Quand-même, dommage pour Riven et son immersion dans des mondes graphiquement superbes baignés de musiques hypnotiques, avec des énigmes pas trop difficiles. J'adore.

09.04.2012
Habiter au bord de la mer...
Un studio petit mais allongé d'une confortable véranda et magnifié par une vue sur la mer, plein sud.
La plage à 50 mètres, le port à 200 mètres, le spot de surf juste après.
Un petit déj au soleil dans une super boulangerie-salon de thé quasi juste en bas.

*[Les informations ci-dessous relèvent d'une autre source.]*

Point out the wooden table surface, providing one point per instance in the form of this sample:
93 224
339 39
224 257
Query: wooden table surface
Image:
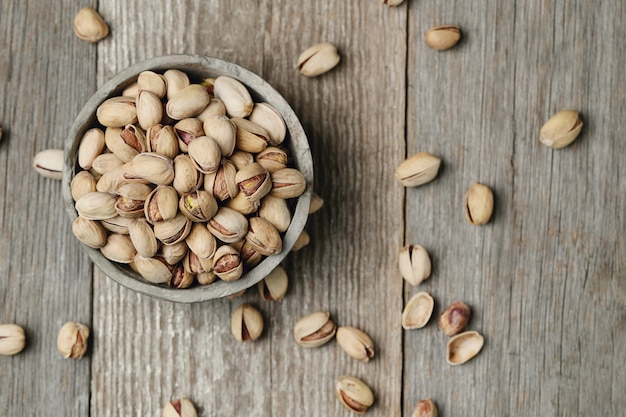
545 277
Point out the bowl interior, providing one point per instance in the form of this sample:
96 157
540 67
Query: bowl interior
197 67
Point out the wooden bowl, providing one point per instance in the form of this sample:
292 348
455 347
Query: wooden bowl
197 67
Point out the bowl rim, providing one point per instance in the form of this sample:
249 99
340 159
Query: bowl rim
206 66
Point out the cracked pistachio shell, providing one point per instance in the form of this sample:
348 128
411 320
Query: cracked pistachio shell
149 109
318 59
246 323
175 81
228 225
355 343
89 232
12 339
264 237
154 168
205 154
227 263
414 263
97 206
90 26
561 129
73 339
119 248
353 394
269 119
161 204
82 183
201 241
314 330
162 140
117 112
143 239
417 311
234 95
49 163
91 145
272 159
478 204
276 211
288 183
463 347
223 131
418 169
198 206
172 231
188 102
152 82
274 286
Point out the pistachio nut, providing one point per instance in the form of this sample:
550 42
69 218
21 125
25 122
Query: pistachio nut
223 131
353 394
246 323
12 339
276 211
441 38
188 102
179 408
463 347
478 204
172 231
119 248
175 81
82 183
198 206
417 311
414 263
418 169
454 318
227 263
161 204
97 206
269 119
117 112
89 25
314 330
355 343
318 59
89 232
234 95
274 286
288 183
205 154
49 163
91 145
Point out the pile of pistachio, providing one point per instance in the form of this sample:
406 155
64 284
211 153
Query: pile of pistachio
185 182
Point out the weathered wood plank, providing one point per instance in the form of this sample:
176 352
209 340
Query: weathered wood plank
44 279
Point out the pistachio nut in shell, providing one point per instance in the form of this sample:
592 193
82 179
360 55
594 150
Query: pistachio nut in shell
418 169
12 339
478 204
314 330
90 26
73 339
246 323
414 263
561 129
418 311
318 59
354 394
463 347
356 343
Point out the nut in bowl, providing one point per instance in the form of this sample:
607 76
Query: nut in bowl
170 177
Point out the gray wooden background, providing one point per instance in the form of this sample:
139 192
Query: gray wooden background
545 278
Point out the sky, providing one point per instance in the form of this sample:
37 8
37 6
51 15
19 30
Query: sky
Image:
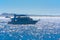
30 7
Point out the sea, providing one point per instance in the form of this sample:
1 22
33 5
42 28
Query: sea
47 28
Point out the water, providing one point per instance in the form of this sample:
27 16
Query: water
43 30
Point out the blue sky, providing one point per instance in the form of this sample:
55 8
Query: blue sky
33 7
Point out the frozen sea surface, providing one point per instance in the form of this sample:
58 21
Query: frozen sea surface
45 29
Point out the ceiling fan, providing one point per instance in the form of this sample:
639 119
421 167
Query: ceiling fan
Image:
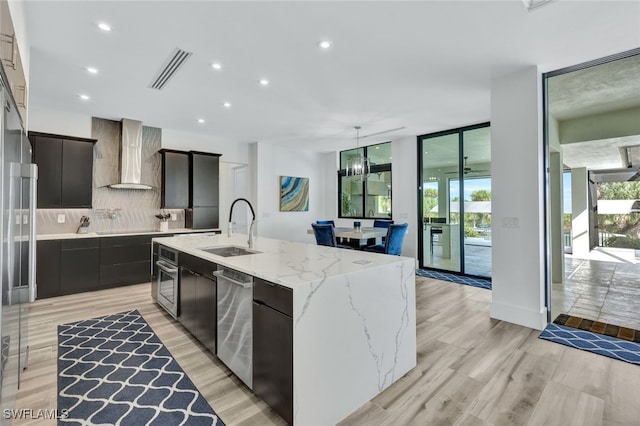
466 169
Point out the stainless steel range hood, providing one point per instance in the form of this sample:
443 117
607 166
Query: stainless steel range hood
131 156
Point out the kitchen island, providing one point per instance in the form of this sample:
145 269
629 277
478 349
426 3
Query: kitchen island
353 315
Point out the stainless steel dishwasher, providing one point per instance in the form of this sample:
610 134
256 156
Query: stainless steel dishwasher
235 317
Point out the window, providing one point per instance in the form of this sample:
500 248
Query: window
371 198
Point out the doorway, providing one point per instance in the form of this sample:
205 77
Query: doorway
455 201
593 141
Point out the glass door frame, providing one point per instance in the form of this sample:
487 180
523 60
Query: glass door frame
420 225
547 154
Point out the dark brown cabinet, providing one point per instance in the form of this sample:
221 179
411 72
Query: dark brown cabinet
124 260
198 294
47 154
79 265
65 170
273 346
204 179
48 268
175 179
204 190
85 264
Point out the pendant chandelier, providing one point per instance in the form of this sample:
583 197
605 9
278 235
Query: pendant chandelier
358 166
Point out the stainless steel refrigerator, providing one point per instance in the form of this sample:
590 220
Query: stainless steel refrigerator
18 249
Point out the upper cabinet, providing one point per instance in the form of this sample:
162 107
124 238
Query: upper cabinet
204 179
175 179
65 170
11 60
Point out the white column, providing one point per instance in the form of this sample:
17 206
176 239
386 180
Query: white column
517 199
580 211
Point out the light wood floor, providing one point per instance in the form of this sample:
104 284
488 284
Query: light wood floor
472 370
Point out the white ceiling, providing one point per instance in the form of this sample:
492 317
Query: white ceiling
421 65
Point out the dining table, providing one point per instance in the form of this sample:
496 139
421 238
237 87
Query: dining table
358 238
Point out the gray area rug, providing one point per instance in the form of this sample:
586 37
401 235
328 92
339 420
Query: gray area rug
115 370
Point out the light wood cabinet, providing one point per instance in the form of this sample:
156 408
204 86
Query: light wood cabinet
12 61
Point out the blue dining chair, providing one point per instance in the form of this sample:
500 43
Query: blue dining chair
382 223
326 222
393 241
326 235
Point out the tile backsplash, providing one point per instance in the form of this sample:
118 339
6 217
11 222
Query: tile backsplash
101 221
134 210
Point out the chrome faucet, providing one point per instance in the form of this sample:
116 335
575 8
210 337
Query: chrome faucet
253 220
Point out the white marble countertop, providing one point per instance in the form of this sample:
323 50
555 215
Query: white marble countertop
283 262
44 237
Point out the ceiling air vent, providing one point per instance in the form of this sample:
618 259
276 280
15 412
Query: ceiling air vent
174 62
532 5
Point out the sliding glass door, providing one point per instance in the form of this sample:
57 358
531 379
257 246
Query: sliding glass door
440 218
455 198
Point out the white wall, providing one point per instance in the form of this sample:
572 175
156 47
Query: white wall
404 178
16 9
517 199
274 161
74 124
59 122
235 152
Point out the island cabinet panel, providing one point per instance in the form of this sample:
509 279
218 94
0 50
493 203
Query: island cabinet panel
175 179
79 265
65 170
48 268
273 346
198 294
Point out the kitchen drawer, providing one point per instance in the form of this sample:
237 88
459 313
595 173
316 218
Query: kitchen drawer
125 254
80 243
124 273
125 241
196 264
273 295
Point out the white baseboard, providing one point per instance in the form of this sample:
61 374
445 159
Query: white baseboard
518 315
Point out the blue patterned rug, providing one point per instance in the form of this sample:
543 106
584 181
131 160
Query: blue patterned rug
460 279
593 342
115 370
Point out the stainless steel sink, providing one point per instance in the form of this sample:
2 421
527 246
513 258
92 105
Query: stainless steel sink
229 251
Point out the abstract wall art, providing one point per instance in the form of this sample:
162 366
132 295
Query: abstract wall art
294 194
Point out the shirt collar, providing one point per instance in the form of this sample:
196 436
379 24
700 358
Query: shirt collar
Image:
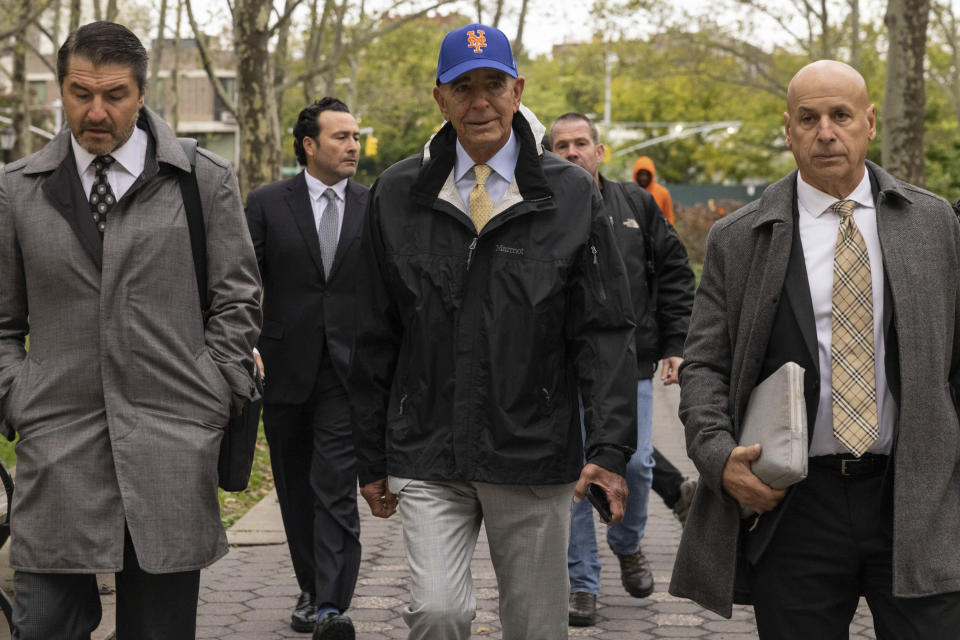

Un lumière extraordinaire partout.
Une séance de peinture (murs et fenêtres), un montage d'étagères.
Un vent de ouf (le mistral, glacé) le dimanche mais une brise agréablement rafraîchissante le lundi.
Une super-balade entre mer et rochers.
Un discussion de fond au restau (Thaï).
Un voiture (break) blindée jusqu'au toit de tout ce qu'on a pu amener.
Une fraction de dimanche après-midi dans un centre commercial surdimensionné et surpeuplé (mission frigo/mini-four/pile d'assiettes accomplie)
Une nuit dans la véranda entre ciel et mer pour les yeux, vagues et vent pour l'oreille, et tout au long la lune à peine décroissante qui traverse le ciel en un grand arc de cercle, de gauche à droite.
Fifille a emménagé à Sausset-les-Pins (Provence-Alpes-Côte d'Azur)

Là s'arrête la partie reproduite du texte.